All `fozziejoin` implementations currently support multithreading. In contrast,
multithreading in `fuzzyjoin` is limited to specific cases. For example,
`stringdist_join()` benefits from parallelism via the `stringdist` package,
while functions like `difference_join()` remain single-threaded.

As a result, `fozziejoin`'s relative performance advantage tends to increase
with the number of available threads — especially on large datasets. Performance
tends to be slightly worse on Windows than Unix systems due to the relatively
efficiency of multithreading via `rayon`.

#### Smart Search strategies

`fozziejoin` uses algorithmic optimizations to reduce the number of comparisons
required during fuzzy joins. In contrast, `fuzzyjoin` typically performs naive
pairwise comparisons across all values. As a result, the relative performance
of `fozziejoin` depends on the structure and distribution of the input data.

In some cases, these methods could increase runtime, such as for very small
datasets. Such slowdowns are typically negligible. Meanwhile, the potential
performance gains can be dramatic, such as datasets where string values are
duplicated many times.

#### `fozzie_string_join`

This function deduplicates strings on the left and right sides before computing
string distances. As a result, `fozzie_string_join` becomes increasingly
efficient when either input contains duplicate values. In contrast,
`fuzzyjoin::stringdist_join()` performs comparisons across all rows, regardless
of duplication.

#### `fozzie_difference_join`

This method bins right-hand values using a width equal to `max_distance`. Each
left-hand value is then compared to at most three bins.
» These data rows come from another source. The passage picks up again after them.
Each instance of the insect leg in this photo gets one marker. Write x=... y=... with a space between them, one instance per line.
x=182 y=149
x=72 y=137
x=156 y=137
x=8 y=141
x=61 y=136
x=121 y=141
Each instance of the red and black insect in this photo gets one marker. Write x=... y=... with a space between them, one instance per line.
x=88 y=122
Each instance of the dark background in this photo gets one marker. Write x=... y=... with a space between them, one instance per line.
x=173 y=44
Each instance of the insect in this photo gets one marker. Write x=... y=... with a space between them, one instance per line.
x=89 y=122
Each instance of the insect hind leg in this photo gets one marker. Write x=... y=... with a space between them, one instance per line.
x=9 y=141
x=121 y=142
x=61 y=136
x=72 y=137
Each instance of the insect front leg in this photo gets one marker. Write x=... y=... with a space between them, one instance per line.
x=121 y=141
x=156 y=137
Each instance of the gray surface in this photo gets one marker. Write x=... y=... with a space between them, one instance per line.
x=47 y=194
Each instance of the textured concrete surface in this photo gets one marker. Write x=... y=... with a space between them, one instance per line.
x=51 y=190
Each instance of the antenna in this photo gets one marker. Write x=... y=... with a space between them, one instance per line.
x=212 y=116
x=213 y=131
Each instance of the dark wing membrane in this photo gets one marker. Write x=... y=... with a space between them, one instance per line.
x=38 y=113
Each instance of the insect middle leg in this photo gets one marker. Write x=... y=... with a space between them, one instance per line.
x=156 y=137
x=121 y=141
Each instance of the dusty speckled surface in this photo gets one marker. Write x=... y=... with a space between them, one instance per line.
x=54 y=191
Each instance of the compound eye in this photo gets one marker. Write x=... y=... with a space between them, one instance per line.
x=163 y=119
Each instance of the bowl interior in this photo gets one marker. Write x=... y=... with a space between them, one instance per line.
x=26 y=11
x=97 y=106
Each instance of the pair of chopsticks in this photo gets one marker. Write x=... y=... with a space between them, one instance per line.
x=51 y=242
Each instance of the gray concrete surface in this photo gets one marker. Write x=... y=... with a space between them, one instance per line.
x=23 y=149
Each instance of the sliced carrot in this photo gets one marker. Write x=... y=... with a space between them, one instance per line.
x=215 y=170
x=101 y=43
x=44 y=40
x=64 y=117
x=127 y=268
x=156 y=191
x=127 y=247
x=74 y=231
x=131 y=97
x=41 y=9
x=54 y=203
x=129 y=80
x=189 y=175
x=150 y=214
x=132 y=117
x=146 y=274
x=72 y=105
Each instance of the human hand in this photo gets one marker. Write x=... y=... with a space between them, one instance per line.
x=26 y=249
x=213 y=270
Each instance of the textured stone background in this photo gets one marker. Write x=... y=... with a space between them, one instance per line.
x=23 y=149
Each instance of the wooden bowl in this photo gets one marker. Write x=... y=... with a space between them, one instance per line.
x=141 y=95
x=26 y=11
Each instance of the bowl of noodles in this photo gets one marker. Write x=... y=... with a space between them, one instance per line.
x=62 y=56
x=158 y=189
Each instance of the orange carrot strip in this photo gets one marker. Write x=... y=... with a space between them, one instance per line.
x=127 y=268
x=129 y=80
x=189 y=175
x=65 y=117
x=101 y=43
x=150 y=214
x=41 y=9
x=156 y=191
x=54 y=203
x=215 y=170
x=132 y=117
The effectiveness of
this strategy depends on the distribution of values and the chosen
`max_distance`. When values are well-separated, binning drastically reduces
comparisons, leading to faster joins than `fuzzyjoin`.

#### `fozzie_interval_join`

This join uses an Adelson-Velsky and Landis (AVL) tree to index intervals.
Intervals that are more than `max_distance` units apart are excluded from
evaluation. This pruning strategy avoids unnecessary comparisons and scales
well with large datasets.